Type 1 Diabetes (T1D) management requires continuous adjustment of insulin and lifestyle behaviors to maintain blood glucose within a safe target range. Although automated insulin delivery (AID) systems have improved glycemic outcomes, many patients still fail to achieve recommended clinical targets, warranting new approaches to improve glucose control in patients with T1D. While reinforcement learning (RL) has been utilized as a promising approach, current RL-based methods focus primarily on insulin-only treatment and do not provide behavioral recommendations for glucose control.
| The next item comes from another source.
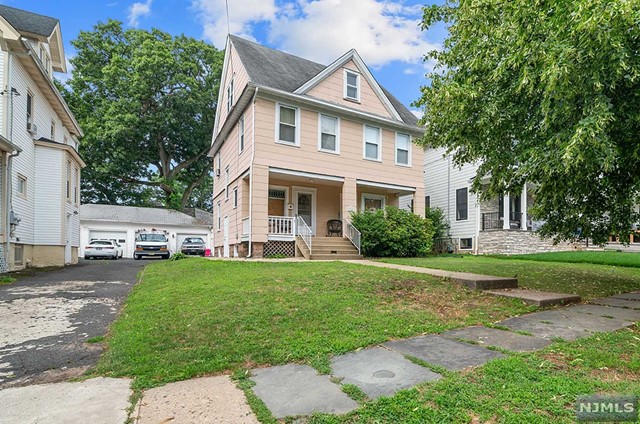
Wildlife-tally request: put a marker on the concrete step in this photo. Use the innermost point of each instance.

To address this gap, we propose GUIDE, an RL-based decision-support framework designed to complement AID technologies by providing behavioral recommendations to prevent abnormal glucose events. GUIDE generates structured actions defined by intervention type, magnitude, and timing, including bolus insulin administration and carbohydrate intake events. GUIDE integrates a patient-specific glucose level predictor trained on real-world continuous glucose monitoring data and supports both offline and online RL algorithms within a unified environment. We evaluate both off-policy and on-policy methods across 25 individuals with T1D using standardized glycemic metrics. Among the evaluated approaches, the CQL-BC algorithm demonstrates the highest average time-in-range, reaching 85.49% while maintaining low hypoglycemia exposures. Behavioral similarity analysis further indicates that the learned CQL-BC policy preserves key structural characteristics of patient action patterns, achieving a mean cosine similarity of 0.87 \pm 0.09 across subjects. These findings suggest that conservative offline RL with a structured behavioral action space can provide clinically meaningful and behaviorally plausible decision support for personalized diabetes management.